A short and sweet overview is here.
Best Answer
The differences are usually more of a historic nature which is related to the matrix algebra involved. However, this was only a concern when econometrics had to be done by pen and paper way back in the days and today these technicalities barely matter. A discussion of this was provided in an earlier answer by StasK which you can find here.
The main concern with unbalanced panel data is the question why the data is unbalanced. If observations are missing at random then this is not a problem - for a good explanation of what "missing at random" means, have a look at this answer by Peter Flom. If the attrition of firms in your data over time is not random, i.e. it is related to the idiosyncratic errors $u_{it}$, then this sample selection may bias your estimates. For an example of such a case see here (the introductory textbook by Wooldridge, the example is also about panel data for firms as in your case).

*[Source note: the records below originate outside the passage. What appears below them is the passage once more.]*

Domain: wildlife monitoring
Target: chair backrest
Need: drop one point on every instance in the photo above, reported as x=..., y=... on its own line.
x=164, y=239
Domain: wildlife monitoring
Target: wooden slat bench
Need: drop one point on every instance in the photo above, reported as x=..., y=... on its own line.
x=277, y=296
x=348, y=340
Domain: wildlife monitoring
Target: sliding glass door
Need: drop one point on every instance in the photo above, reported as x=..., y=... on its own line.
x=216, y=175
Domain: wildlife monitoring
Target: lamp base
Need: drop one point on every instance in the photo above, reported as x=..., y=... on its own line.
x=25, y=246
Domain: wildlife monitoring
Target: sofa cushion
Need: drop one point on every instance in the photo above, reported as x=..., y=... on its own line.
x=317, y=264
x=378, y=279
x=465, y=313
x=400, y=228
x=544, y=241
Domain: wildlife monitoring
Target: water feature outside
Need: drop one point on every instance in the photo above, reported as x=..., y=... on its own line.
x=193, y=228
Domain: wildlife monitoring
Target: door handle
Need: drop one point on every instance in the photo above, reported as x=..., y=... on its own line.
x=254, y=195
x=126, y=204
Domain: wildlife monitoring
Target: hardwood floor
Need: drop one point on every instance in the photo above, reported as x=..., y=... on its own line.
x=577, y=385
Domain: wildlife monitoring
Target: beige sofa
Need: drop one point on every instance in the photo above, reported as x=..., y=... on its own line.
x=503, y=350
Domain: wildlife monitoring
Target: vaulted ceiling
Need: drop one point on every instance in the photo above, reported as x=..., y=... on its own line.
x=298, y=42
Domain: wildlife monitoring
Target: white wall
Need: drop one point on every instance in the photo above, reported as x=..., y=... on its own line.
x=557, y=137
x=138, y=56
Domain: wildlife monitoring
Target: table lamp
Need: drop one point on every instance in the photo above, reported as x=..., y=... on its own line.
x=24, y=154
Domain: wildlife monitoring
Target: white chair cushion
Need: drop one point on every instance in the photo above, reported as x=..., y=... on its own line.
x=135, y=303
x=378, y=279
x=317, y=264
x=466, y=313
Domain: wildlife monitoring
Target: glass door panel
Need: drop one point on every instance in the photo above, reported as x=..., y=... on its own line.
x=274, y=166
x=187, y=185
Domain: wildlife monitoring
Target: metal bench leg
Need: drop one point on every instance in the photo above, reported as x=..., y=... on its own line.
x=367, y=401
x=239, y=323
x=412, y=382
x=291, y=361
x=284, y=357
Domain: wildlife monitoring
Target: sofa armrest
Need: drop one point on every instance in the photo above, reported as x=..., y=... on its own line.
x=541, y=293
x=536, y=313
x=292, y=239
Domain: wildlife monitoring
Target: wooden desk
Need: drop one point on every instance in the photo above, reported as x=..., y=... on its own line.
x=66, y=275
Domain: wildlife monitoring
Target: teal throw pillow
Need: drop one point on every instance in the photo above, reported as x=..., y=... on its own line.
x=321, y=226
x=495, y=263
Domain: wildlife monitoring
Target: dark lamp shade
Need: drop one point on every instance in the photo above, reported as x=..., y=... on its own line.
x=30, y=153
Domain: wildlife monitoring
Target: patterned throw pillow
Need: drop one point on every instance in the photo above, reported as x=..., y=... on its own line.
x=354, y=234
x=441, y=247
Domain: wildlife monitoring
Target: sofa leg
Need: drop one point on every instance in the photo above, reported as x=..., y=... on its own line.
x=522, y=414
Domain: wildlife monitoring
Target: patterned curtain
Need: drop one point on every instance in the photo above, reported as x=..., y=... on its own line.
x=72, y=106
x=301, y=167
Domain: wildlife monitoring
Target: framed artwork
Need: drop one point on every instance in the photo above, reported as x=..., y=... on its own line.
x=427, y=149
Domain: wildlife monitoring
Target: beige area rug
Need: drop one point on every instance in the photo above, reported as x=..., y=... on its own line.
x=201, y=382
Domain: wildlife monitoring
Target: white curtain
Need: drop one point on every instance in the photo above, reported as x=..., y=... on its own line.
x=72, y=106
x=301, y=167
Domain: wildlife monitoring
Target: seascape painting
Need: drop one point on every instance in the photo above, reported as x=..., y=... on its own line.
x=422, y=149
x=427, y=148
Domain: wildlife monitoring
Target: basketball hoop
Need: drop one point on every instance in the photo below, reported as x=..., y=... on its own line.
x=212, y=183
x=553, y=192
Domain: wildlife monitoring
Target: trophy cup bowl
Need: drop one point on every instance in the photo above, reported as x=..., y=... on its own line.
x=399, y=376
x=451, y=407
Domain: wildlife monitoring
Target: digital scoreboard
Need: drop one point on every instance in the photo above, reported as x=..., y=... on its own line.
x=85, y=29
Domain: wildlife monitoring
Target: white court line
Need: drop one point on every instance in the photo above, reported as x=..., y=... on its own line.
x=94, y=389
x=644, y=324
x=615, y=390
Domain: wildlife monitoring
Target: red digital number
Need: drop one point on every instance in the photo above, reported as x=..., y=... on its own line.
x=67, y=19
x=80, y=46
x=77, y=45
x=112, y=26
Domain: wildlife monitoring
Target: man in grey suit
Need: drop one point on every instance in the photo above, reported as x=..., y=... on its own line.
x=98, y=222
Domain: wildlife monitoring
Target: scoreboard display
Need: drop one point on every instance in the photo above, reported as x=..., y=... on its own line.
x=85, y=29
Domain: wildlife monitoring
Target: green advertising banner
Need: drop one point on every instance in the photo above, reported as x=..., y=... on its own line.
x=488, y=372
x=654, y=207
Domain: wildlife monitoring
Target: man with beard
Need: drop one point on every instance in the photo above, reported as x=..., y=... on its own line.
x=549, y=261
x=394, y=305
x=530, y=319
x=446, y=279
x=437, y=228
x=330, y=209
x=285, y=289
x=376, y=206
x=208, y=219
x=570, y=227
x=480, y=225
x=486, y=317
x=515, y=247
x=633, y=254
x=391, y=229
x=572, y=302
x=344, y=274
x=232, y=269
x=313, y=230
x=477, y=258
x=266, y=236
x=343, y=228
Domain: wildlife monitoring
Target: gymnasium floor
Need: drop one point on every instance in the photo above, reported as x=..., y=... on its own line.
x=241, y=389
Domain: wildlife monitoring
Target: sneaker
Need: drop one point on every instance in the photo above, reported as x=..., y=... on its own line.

A simple test for such sample selection was proposed by Nijman and Verbeek (1992) for fixed and random effects models. Generate a selection indicator $s_{it}$ which equals one if a firm is observed in a given year and zero otherwise. Add the the lagged selection indicator $s_{i,t-1}$ to your model and estimate it via fixed effects using the whole data. Then you test whether $s_{i,t-1}$ is significant. The hypothesis is that the error $u_{it}$ is uncorrelated with the lagged selection indicator, so $s_{i,t-1}$ should be insignificant in order to conclude that attrition is random.